Il tempo e la lentezza in questo lavoro consentono la formazione di legame genuino e costruttivo tra reporter e intervistato, e in questo caso mi hanno consentito di entrare davvero in intimità con Susan. Penso che alla fine il buon rapporto che si è creato abbia aiutato me a raccontare la sua storia e lei a diventarne sempre più cosciente e padrona: lei non era più una vittima, ma l’eroina della storia. E tutto questo non sarebbe stato possibile se non avessi avuto il privilegio del tempo.

Pensi che in Italia ci sia un problema di libertà di stampa?
Io vivo negli Stati Uniti, ma comunque credo che in Italia tutto sommato siamo fortunati. Proprio in questi giorni stiamo assistendo a fatti gravissimi in vari Paesi relativamente vicino al nostro, specie in Bielorussia, e per fortuna da noi la libertà di stampa non è così sotto attacco. 

Tuttavia penso anche che ci sia un problema grande nell’accesso alla professione, soprattutto per i freelance.
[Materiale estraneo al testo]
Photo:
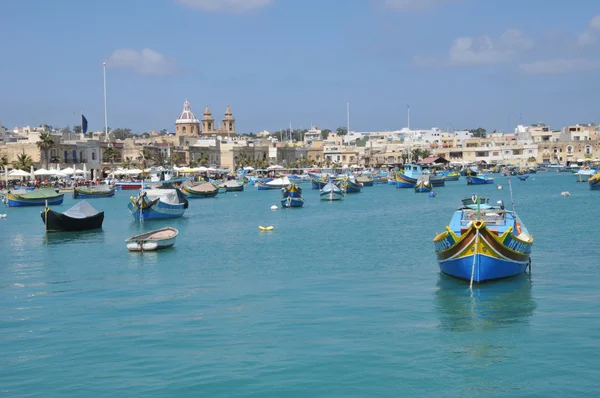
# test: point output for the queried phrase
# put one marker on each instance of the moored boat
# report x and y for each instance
(292, 196)
(331, 192)
(200, 190)
(483, 242)
(153, 240)
(594, 181)
(37, 197)
(81, 217)
(158, 203)
(94, 191)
Le redazioni italiane hanno spesso dei problemi a valorizzare il lavoro degli esterni, e soprattutto ad allocare per loro dei budget che siano rispettosi dell’approfondimento, del tempo e della professionalità che queste persone riversano nel proprio lavoro.

Ecco, forse questa non è una questione centrale, però penso sia molto importante capire e affrontare il problema per arrivare a un giornalismo migliore nel futuro.

Come vedi il futuro del giornalismo?
Parlando sempre da una prospettiva di freelance, credo che uno dei pilastri per il futuro sia quello della collaborazione tra professionisti e anche tra testate. Il giornalismo collaborativo è sempre più affermato in Europa, e credo si possa dire che quel paradigma vecchio e stereotipato dei giornalisti che lavorano ognuno per sé senza condividere niente sia superato. In Italia forse serve ancora uno sforzo in questo senso, ma siamo sulla strada giusta.

Un altro pilastro è quello della diversity nelle redazioni. Ancora oggi i giornali sono popolati da uomini bianchi di mezza età, soprattutto nei piani alti delle redazioni. Ma per raccontare un mondo complesso serve una varietà di visioni e di punti di vista, quindi servono assolutamente sempre più donne e sempre più persone di seconda generazione e di gruppi minoritari non solo nelle redazioni, ma nei piani alti delle redazioni. Senza diversità interna è impossibile che i giornali riescano a rimanere all’altezza di un mondo che si trasforma velocemente.